Facebook’s IPO: An End To All The Revenue Speculation

You know what’s awesome about today? Facebook just revealed its financials in preparation for public offering.

Bear with me: This means no more “leaks” of Facebook’s revenue numbers to spike its valuation in secondary markets. No more banal and vague conversations about how Facebook is “killing it” at San Francisco bars. It means that I’ll never have to write another one of these “Report: Blah Blah Blah” posts about Facebook revenue using this Zuckerberg dollar graphic I made for Mike.

(Maybe I’ll repurpose the graphic for use in one of the inevitable posts we’ll write trying to pinpoint the company’s valuation and strike price. Get ready for the deluge of these until the thing actually goes public in April.)

So now all this “how much money Facebook makes?” cat is out of the bag! According to the S-1, Facebook made a modest $382,000 in revenue 2004, $9 million in revenue in 2005, $48 million in revenue in 2006 and $153 million in revenue in 2007, with no reporting of net loss.

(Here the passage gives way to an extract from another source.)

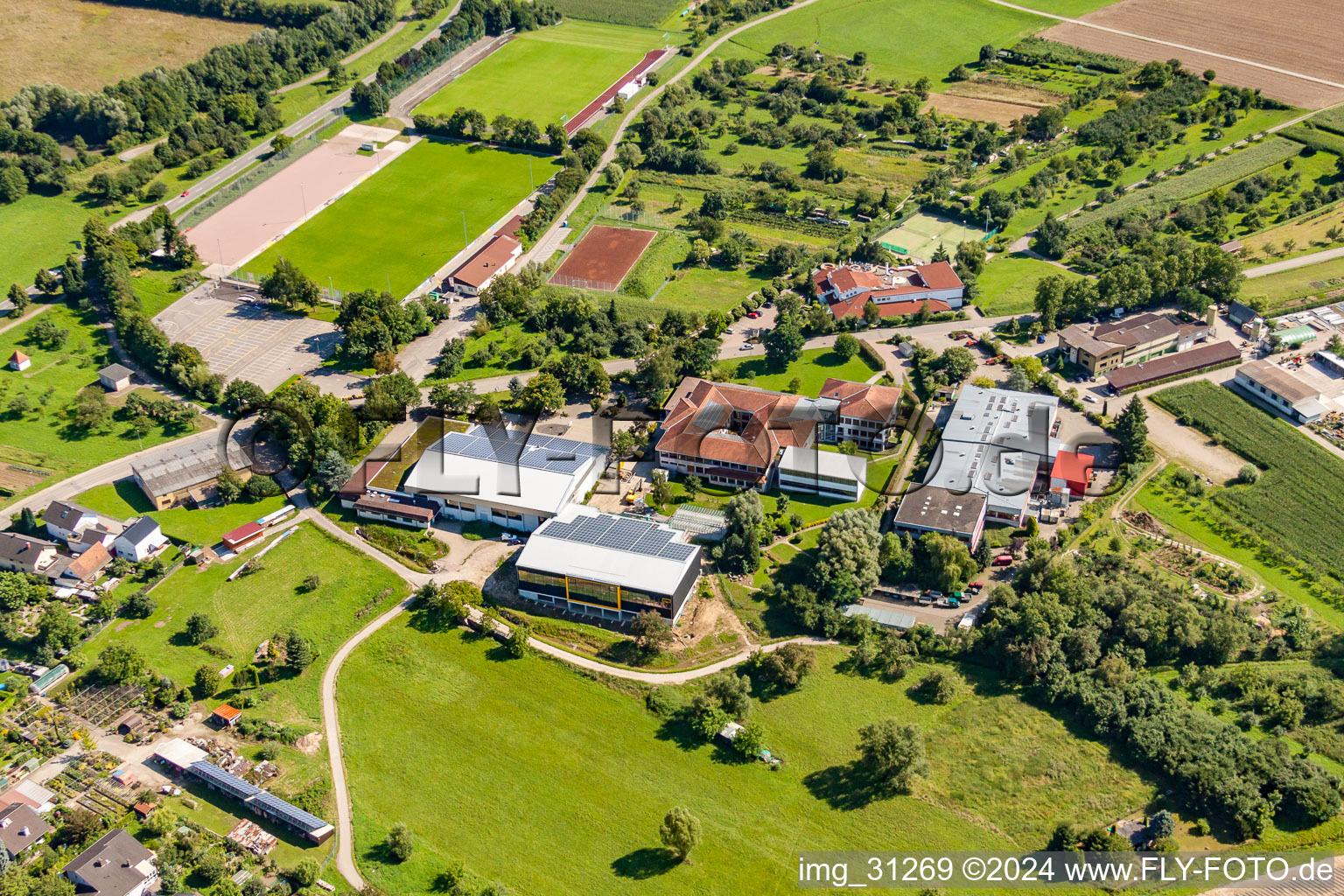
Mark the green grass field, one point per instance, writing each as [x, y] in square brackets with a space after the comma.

Facebook does reports loss for revenue numbers post 2006: It made $153 million in revenue in 2007, with a $138 million loss, $272 million in 2008 with a $56 million loss and was finally profitable in 2009 with a net income of $290 million on $777 million in revenue.

For those of you that are fact checking enthusiasts: The $777 million and $290 million number falls in line with press reports, and analysts were also right about Facebook’s $2 billion in revenue and $606 million in net income for 2010.

However sundry reports were all over the map for 2011 revenue (it was actually $3.7 billion), but hit the $1 billion in net income right on the head.